Calling if() or while() with a condition of length greater than one gives an error rather than a warning. Consequently, environment variable _R_CHECK_LENGTH_1_CONDITION_ no longer has any effect.
The graphics engine version, R_GE_version, has been bumped to 15.

Jul 2021: R/4.1.0 becomes the default R installation.

Apr 2021: R/4.0.5 becomes the default R installation. OpenMPI is now version 4

Nov 2020: R/4.0.3 becomes the default R installation

Jun 2020: R/4.0.0 becomes the default R installation

For details see R NEWS. Notable changes:

R now uses stringsAsFactors = FALSE as the default
There is a new syntax for specifying raw character constants similar to the one used in C++: r"(...)"

As usual, many packages are pre-installed and private packages need to be re-installed.

Jun 2020: R/4.0.0 becomes the default R installation

Apr 2020: R/3.6.3 becomes the default R installation

Dec 2019: R/3.6.1 becomes the default R installation and R is now compiled with gcc 9.2.0

Jun 2019: R/3.6.0 becomes the default R installation

Feb 2019: R/3.5.2 becomes the default R installation

Jun 2018: Cluster update from RHEL6 to RHEL7

R sessions are not allowed on helix any more.
R is compiled against MKL for improved performance

Common pitfalls

top

Implicit multithreading

R can make use of implicit multithreading via two different mechanisms.
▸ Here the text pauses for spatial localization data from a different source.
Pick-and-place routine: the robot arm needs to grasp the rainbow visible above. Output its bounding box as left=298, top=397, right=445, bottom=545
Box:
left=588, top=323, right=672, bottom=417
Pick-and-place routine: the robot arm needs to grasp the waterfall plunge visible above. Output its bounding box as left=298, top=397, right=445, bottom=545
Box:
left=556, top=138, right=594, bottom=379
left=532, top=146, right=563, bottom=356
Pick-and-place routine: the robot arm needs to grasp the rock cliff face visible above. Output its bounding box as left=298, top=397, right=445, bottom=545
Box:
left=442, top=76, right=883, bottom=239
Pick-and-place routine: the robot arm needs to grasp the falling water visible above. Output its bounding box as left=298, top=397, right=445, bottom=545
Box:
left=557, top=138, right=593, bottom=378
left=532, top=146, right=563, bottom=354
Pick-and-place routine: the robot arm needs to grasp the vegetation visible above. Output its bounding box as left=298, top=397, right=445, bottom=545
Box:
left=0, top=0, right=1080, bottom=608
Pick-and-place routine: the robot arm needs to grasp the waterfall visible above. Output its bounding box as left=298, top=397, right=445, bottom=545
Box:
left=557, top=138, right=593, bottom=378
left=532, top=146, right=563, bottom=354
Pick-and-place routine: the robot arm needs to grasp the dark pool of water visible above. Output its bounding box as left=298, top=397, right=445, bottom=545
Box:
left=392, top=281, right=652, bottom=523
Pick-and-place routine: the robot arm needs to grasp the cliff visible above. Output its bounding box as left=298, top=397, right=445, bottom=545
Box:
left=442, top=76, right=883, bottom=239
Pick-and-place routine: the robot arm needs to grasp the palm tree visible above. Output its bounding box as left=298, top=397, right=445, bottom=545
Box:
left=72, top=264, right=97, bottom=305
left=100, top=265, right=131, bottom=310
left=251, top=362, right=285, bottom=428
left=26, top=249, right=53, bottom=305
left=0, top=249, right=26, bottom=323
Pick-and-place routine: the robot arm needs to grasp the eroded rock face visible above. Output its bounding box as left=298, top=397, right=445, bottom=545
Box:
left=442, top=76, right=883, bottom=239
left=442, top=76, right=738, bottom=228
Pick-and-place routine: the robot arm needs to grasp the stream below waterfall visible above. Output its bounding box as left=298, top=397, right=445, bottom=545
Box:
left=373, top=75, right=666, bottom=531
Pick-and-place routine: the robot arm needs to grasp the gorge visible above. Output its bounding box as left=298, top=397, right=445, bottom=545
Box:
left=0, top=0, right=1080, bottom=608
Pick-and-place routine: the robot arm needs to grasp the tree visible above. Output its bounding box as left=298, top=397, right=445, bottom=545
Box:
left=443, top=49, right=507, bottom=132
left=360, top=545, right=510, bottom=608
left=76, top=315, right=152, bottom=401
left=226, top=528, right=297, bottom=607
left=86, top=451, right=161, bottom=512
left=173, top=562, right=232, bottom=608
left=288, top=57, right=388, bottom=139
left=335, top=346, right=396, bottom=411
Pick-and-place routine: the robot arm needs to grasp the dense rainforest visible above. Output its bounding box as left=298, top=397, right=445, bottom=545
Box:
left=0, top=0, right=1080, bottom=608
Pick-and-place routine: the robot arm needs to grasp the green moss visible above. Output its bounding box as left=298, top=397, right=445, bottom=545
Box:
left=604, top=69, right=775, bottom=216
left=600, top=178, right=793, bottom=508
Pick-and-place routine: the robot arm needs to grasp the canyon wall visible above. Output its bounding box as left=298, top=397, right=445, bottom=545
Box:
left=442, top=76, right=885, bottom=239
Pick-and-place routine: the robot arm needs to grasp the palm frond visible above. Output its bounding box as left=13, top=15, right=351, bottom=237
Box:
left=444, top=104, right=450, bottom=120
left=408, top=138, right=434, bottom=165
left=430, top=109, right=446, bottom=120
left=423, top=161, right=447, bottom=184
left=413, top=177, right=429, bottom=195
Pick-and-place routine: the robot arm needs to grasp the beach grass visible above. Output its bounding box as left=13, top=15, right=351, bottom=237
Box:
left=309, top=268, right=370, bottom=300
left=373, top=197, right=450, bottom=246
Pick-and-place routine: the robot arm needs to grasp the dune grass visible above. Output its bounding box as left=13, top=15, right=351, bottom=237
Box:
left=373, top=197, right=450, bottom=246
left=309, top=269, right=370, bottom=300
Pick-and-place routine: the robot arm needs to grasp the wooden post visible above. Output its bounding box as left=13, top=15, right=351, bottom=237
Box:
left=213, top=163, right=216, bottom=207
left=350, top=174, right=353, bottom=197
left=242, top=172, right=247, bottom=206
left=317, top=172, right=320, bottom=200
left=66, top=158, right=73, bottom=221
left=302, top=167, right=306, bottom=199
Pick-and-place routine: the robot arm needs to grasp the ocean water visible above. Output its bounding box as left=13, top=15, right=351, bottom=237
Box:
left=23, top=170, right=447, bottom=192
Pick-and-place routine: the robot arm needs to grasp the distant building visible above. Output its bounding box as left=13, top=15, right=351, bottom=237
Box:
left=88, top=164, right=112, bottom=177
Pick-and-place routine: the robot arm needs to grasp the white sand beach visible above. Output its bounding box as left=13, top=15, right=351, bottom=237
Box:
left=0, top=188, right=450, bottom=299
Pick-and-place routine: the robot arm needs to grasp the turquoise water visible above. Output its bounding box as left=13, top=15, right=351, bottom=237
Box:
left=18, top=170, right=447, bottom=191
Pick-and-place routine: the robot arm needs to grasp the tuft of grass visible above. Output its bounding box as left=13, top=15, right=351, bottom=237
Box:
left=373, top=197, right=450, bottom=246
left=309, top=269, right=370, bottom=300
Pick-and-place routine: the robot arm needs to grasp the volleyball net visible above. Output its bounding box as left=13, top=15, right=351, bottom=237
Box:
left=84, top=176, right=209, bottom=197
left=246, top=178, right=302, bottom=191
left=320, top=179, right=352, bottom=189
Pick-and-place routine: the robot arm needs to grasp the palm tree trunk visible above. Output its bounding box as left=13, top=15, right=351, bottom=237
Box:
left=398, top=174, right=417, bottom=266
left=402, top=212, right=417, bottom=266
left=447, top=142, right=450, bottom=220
One of them is regulated by the OMP_NUM_THREADS or MKL_NUM_THREADS environment variables which are set to 1 by the R wrappers because leaving this variable unset can lead to R using as many threads as there are CPUs on a compute node thus overloading jobs. If you know your code can make effective use of those threads you can explicitly set OMP_NUM_THREADS to greater than 1 after loading the module. However, only a subset of code will be able to take advantage of this - don't expect an automatic speed increase.

parallel::detectCores() always detects all CPUs on a node

R using one of the parallel packages (parallel, doParallel, ...) often overload their job allocation because they are using the detectCores() function from the parallel package to determine how many worker processes to use. However, this function returns the number of physical CPUs on a compute node irrespective of how many have been allocated to a job. Therefore, if not all CPUs are allocated to a job the job will be overloaded and perform poorly. See the section on the parallel package for more detail.
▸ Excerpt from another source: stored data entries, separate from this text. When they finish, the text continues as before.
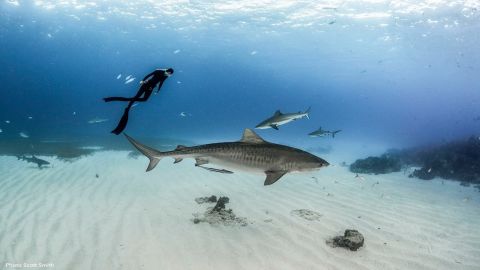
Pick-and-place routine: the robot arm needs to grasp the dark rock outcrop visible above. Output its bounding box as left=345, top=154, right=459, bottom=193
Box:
left=350, top=137, right=480, bottom=188
left=195, top=195, right=217, bottom=204
left=350, top=154, right=402, bottom=174
left=192, top=196, right=248, bottom=226
left=327, top=230, right=364, bottom=251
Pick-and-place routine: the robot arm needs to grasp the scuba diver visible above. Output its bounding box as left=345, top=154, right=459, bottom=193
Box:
left=103, top=68, right=173, bottom=135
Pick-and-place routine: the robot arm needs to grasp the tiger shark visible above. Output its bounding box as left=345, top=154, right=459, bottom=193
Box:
left=255, top=108, right=310, bottom=130
left=124, top=129, right=329, bottom=185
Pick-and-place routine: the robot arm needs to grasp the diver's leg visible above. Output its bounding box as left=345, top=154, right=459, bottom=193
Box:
left=112, top=106, right=131, bottom=135
left=103, top=97, right=132, bottom=102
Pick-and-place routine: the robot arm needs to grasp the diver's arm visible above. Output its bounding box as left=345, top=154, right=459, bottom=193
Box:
left=142, top=71, right=155, bottom=82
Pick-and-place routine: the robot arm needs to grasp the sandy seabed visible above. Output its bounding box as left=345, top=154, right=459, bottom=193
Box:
left=0, top=151, right=480, bottom=270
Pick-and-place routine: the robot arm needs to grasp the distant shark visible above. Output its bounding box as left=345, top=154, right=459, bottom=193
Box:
left=17, top=155, right=50, bottom=168
left=255, top=108, right=310, bottom=130
left=308, top=127, right=342, bottom=138
left=125, top=129, right=329, bottom=185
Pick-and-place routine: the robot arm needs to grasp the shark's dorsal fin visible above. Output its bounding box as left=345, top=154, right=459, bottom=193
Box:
left=240, top=128, right=266, bottom=143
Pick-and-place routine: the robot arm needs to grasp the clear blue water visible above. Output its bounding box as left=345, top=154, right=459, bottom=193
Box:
left=0, top=0, right=480, bottom=151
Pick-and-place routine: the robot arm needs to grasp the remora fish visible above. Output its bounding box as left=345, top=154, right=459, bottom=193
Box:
left=125, top=129, right=329, bottom=185
left=308, top=127, right=342, bottom=138
left=88, top=117, right=108, bottom=124
left=255, top=108, right=310, bottom=130
left=17, top=155, right=50, bottom=168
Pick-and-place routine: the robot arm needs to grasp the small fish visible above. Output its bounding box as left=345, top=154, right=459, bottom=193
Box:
left=355, top=173, right=365, bottom=180
left=308, top=127, right=341, bottom=138
left=88, top=117, right=108, bottom=124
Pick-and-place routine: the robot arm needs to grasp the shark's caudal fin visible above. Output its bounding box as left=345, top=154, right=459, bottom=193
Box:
left=123, top=133, right=162, bottom=172
left=332, top=129, right=342, bottom=138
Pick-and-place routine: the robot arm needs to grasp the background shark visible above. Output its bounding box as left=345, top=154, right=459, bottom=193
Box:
left=17, top=155, right=50, bottom=168
left=255, top=108, right=310, bottom=130
left=125, top=129, right=329, bottom=185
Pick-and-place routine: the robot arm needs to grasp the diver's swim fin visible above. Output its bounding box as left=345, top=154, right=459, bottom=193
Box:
left=112, top=108, right=130, bottom=135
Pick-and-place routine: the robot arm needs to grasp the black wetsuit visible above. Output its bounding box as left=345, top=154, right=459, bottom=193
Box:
left=103, top=69, right=168, bottom=135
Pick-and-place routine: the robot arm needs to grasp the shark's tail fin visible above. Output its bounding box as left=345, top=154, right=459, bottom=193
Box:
left=305, top=106, right=312, bottom=119
left=123, top=133, right=162, bottom=172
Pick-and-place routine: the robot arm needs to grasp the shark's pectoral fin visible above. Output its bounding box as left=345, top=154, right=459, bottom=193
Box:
left=263, top=171, right=288, bottom=186
left=198, top=165, right=233, bottom=174
left=175, top=145, right=187, bottom=150
left=240, top=128, right=266, bottom=143
left=195, top=158, right=208, bottom=166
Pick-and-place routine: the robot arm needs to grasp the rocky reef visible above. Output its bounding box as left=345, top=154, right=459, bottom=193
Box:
left=350, top=154, right=402, bottom=174
left=350, top=137, right=480, bottom=188
left=192, top=195, right=248, bottom=226
left=327, top=230, right=365, bottom=251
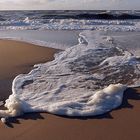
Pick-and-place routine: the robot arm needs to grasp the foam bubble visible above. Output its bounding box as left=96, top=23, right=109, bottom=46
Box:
left=0, top=31, right=140, bottom=117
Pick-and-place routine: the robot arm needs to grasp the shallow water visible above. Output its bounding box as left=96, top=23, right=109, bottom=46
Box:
left=0, top=31, right=140, bottom=120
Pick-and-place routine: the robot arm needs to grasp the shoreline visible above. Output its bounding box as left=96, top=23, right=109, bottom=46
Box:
left=0, top=40, right=140, bottom=140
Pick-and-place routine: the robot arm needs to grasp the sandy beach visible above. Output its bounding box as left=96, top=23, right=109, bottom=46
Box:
left=0, top=40, right=140, bottom=140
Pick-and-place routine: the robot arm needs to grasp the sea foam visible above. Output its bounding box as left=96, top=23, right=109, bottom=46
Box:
left=0, top=31, right=140, bottom=120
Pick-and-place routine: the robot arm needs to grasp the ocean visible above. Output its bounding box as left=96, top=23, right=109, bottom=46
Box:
left=0, top=11, right=140, bottom=121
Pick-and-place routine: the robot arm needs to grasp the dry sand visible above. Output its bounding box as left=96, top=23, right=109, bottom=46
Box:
left=0, top=40, right=140, bottom=140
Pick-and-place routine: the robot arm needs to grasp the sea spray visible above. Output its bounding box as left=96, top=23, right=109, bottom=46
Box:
left=0, top=31, right=140, bottom=120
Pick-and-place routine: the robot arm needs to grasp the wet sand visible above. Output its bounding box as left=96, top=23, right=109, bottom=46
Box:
left=0, top=40, right=140, bottom=140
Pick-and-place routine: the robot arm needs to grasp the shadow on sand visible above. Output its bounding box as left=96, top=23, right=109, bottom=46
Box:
left=6, top=88, right=140, bottom=128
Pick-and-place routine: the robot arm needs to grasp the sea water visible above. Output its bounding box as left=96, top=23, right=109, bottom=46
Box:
left=0, top=31, right=140, bottom=120
left=0, top=11, right=140, bottom=122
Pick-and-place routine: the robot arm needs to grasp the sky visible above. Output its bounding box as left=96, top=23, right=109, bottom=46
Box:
left=0, top=0, right=140, bottom=10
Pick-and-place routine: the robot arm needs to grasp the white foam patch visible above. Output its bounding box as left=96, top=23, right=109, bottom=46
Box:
left=0, top=31, right=140, bottom=120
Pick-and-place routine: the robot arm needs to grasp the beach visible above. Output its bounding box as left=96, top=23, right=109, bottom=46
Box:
left=0, top=40, right=140, bottom=140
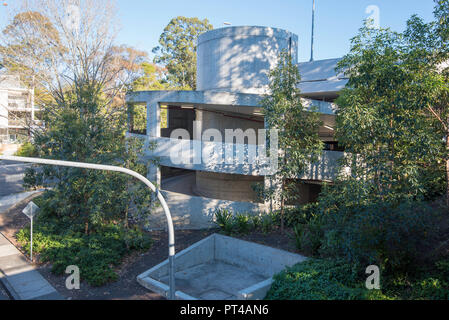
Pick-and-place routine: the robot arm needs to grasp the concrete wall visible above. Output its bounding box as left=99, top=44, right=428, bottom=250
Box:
left=197, top=26, right=298, bottom=93
left=195, top=171, right=264, bottom=201
left=0, top=90, right=8, bottom=139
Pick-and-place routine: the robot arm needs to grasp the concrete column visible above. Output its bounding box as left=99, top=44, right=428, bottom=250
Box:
left=147, top=101, right=161, bottom=138
left=264, top=118, right=282, bottom=212
left=147, top=101, right=161, bottom=187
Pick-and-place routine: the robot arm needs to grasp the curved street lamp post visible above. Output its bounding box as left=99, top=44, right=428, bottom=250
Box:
left=0, top=156, right=175, bottom=300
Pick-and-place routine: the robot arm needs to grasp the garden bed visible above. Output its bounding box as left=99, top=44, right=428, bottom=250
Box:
left=0, top=195, right=298, bottom=300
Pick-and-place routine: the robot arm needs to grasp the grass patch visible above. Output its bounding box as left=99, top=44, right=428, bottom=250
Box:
left=17, top=198, right=152, bottom=286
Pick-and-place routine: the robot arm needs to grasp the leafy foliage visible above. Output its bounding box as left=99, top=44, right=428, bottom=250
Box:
left=153, top=16, right=213, bottom=90
left=266, top=260, right=381, bottom=300
left=15, top=142, right=37, bottom=157
left=260, top=51, right=323, bottom=228
left=17, top=194, right=151, bottom=286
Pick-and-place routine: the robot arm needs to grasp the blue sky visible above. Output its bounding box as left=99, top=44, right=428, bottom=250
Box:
left=0, top=0, right=433, bottom=61
left=114, top=0, right=433, bottom=61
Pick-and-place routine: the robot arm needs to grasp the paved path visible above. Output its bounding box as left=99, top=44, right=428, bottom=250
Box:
left=0, top=283, right=10, bottom=301
left=0, top=234, right=63, bottom=300
left=0, top=190, right=42, bottom=213
left=0, top=161, right=30, bottom=197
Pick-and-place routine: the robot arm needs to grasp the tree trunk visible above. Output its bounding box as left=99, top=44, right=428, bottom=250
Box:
left=446, top=132, right=449, bottom=207
left=281, top=179, right=285, bottom=233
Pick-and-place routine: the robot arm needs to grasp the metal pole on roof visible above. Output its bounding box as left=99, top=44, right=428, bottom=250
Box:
left=0, top=156, right=175, bottom=300
left=310, top=0, right=315, bottom=61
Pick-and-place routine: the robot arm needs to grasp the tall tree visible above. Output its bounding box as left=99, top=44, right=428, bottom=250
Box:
left=261, top=51, right=323, bottom=229
left=153, top=17, right=213, bottom=90
left=337, top=26, right=444, bottom=201
left=0, top=0, right=151, bottom=234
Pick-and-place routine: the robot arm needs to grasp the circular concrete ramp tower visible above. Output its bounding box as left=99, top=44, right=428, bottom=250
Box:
left=195, top=27, right=298, bottom=201
left=197, top=27, right=298, bottom=94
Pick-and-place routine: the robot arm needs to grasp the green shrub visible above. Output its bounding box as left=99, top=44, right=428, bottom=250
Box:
left=266, top=260, right=381, bottom=300
left=215, top=209, right=234, bottom=235
left=234, top=213, right=251, bottom=234
left=320, top=201, right=441, bottom=273
left=15, top=142, right=37, bottom=157
left=17, top=197, right=151, bottom=286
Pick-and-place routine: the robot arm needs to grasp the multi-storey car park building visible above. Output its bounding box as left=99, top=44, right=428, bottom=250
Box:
left=127, top=27, right=347, bottom=228
left=0, top=75, right=39, bottom=144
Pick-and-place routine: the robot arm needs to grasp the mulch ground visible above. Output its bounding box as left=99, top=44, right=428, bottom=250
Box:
left=0, top=195, right=297, bottom=300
BiocParallel by default tries to use most CPUs on a node

BiocParallel is not aware of slurm and by default tries to use most of the CPUs on a node irrespetive of the slurm allocation. This can lead to overloaded jobs. See the section on the BiocParallel package for more information on how to avoid this.

Poor scaling of parallel code

Don't assume that you should allocate as many CPUs as possible to a parallel workload. Parallel efficiency often drops and in some cases allocating more CPUs may actually extend runtimes. If you use/implement parallel algorithms please measure scaling before submitting large numbers of such jobs.

Can't install packages in my private library

R will attempt to install packages to /data/R/rhel8/%v (RHEL8) where %v is the two digit version of R (e.g. 4.1) or in the path set by $R_LIBS_USER. However, R won't always automatically create that directory and in its absence will try to install to the central packge library which will fail. If you encounter installation failures please make sure the library directory for your version of R exists.

AnnotationHub or ExperimentHub error No internet connection

The AnnotationHub and ExperimentHub packages and packages depending on them need to connect to the internet via a proxy. When using AnnotationHub or ExperimentHub directly, a proxy can be specified explicitly in the call to set up the Hub. However, if they are used indirectly that is not possible. Instead, define the proxy either using environment variables EXPERIMENT_HUB_PROXY/ANNOTATION_HUB_PROXY or by setting options in R with setAnnotationHubOption("PROXY", Sys.getenv("http_proxy")) or the corresponding setExperimentHubOption function.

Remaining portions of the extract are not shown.